Auch Retro-Küchen sind weniger eine Frage einzelner Produkte als eine Frage der Gestaltung. Typisch sind farbige Fronten, abgerundete Kanten, sichtbare Griffe oder nostalgische Details, die dennoch modern funktionieren. Besonders gut wirkt eine Retro-Küche, wenn die Farbwelt klar bleibt, etwa Creme und Holz mit einem Akzentton wie Petrol, Salbei oder Senf. Dazu passen Leuchten mit Rauchglas oder Messingdetails, offene Regale für ausgewähltes Geschirr und Textilien, die grafische Muster aufgreifen. So entsteht ein Raum, der nicht nur praktisch ist, sondern auch Atmosphäre hat, ganz ohne überladene Dekoration.

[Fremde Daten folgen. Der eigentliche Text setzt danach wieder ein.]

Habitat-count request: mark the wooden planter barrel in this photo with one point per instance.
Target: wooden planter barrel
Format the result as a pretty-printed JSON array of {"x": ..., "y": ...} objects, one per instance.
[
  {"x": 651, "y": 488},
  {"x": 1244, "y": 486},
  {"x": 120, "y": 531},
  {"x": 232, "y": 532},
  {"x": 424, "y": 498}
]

Retro im Schlafzimmer: kleine Akzente, große Wirkung

Im Schlafzimmer wirkt Retro besonders überzeugend, wenn die Gestaltung nicht zu laut wird. Statt vieler Muster und kräftiger Farben empfiehlt sich eine ruhigere Basis aus warmen Naturtönen, Holzoberflächen und wenigen gezielten Akzenten. So bleibt der Raum erholsam, bekommt aber dennoch die typische Retro-Handschrift. Ein guter Einstieg sind Retro-Nachttische, weil sie das Stilbild direkt am Bett prägen und gleichzeitig alltagstauglich sind. Modelle mit schlanken Beinen, runden Griffdetails oder einer leicht abgerundeten Kante greifen die Formensprache der 50er bis 70er dezent auf, ohne den Raum optisch zu beschweren.
Für eine konsequente Wirkung lässt sich auch einen Retro-Kleiderschrank integrieren, idealerweise mit klaren Proportionen und ruhiger Oberfläche. So entsteht Stauraum, ohne dass der Raum überladen wirkt. Ein Retro-Kleiderschrank kann dabei besonders gut funktionieren, wenn er optisch zurückhaltend bleibt und der Retro-Charakter eher über Griffe, Füße oder ein leichtes Farbstatement entsteht.
Auch bei Betttextilien und Licht lässt sich der Retro-Stil subtil aufgreifen. Samt oder Cord als einzelner Akzent, etwa über ein Kissen oder eine Tagesdecke, bringt Struktur, während eine Leuchte mit Messing, Chrom oder Rauchglas die typische Anmutung vergangener Jahrzehnte ergänzt.

Retro richtig kombinieren: damit der Raum nicht verkleidet wirkt

Der Retro-Stil wirkt am überzeugendsten, wenn er bewusst komponiert wird. Zu viele Jahrzehnte gleichzeitig können unruhig wirken. Besser ist es, ein Leitmotiv zu wählen, etwa die Leichtigkeit der 50er, die grafische Klarheit der 60er oder die wohnliche Opulenz der 70er, und dann einzelne Elemente anderer Epochen ergänzend einzusetzen. Auch die Farbwahl sollte gesteuert werden. Zwei Grundfarben, ein Akzentton und eine dominante Materialwelt schaffen Ruhe. Materialien wie Samt, Cord und Velours bringen Tiefe, Holz sorgt für Wärme, Metallakzente für Glanz und Präzision. Stellen Sie sich ein Gesamtkonzept zusammen, das nicht laut sein muss, um charakterstark zu wirken.